Abstract

A 2005 USDA-FSIS Risk Assessment reported that approximately 130,000 illnesses occur every year from Salmonella enteritidis (SE) in shell eggs. This foodborne pathogen can be removed by heating. Hot water and humid air processes are currently used to pasteurize a limited number of shell eggs. However, these systems are inefficient and costly to operate. A possible alternative is microwave heating. However, microwave processing requires knowledge of dielectric properties: dielectric constant (e') and dielectric loss factor (e''). Thus, a study was undertaken to collect dielectric properties information on shell egg components. In this study, two ages of eggs were tested: fresh and aged. The eggs were separated out by components: thick and thin albumen, mixed albumen, yolk, and shell. The dielectric constant and loss factor were measured for each component over a temperature range of 0C-70C and a frequency span of 300 MHz 3000 MHz.
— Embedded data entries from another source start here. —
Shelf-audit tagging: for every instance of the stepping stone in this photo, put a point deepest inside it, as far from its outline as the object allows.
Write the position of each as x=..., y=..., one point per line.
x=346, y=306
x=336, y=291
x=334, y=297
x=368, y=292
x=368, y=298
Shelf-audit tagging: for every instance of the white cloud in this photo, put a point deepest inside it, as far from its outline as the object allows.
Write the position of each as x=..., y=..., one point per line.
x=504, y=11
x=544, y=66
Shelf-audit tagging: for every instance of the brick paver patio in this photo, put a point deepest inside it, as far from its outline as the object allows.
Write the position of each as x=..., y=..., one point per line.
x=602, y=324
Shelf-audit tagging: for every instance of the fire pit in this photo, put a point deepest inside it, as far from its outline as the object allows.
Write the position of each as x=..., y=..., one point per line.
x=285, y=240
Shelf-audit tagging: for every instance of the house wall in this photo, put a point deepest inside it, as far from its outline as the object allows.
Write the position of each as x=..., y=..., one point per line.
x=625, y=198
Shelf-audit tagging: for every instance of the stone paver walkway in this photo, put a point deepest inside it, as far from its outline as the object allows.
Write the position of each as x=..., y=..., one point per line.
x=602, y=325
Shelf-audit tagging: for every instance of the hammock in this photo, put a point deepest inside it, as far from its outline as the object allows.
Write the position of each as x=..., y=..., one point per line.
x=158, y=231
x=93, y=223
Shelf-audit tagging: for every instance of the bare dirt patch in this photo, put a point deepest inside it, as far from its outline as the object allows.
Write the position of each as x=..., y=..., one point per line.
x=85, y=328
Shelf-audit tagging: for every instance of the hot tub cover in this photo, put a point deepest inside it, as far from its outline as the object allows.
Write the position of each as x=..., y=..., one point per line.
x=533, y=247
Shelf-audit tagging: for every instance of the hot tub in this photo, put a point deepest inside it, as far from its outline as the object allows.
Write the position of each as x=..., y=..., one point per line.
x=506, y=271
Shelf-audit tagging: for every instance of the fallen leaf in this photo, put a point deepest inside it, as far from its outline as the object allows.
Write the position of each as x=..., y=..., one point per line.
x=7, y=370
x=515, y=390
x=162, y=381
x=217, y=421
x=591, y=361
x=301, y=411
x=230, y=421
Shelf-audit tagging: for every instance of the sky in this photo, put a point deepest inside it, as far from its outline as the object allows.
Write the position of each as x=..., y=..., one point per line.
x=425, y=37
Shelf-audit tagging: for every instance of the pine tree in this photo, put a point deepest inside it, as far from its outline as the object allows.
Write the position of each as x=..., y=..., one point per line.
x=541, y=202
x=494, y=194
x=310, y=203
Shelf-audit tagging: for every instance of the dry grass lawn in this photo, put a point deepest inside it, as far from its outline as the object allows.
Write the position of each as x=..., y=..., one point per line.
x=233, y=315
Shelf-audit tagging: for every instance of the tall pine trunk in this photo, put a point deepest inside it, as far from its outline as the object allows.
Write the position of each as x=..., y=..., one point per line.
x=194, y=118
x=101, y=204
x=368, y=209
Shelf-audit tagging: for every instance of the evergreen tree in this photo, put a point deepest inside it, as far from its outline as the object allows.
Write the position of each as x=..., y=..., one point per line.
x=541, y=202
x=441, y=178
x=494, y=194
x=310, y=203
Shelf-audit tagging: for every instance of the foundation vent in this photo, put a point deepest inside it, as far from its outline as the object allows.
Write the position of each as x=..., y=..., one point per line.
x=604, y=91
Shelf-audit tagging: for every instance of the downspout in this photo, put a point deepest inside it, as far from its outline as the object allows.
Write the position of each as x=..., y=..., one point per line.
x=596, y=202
The e' of fresh and aged egg components showed a slight decline (~ 3 units) with increasing frequency across all temperatures. The maximum e' of yolk was the same for both fresh and aged eggs (47 at 0 oC). However, a primary difference observed in e' between fresh and aged eggs was the fresh yolk had a 30% lower value (23) compared to aged yolk (33) over the temperature range of 10-60 oC. The e'' yolk and albumen components were very much frequency dependent showing exponential decreases of 10-30 units between 300 MHz and 1800 MHz and slight decreases or constant values between 1800 MHz to 3000 MHz.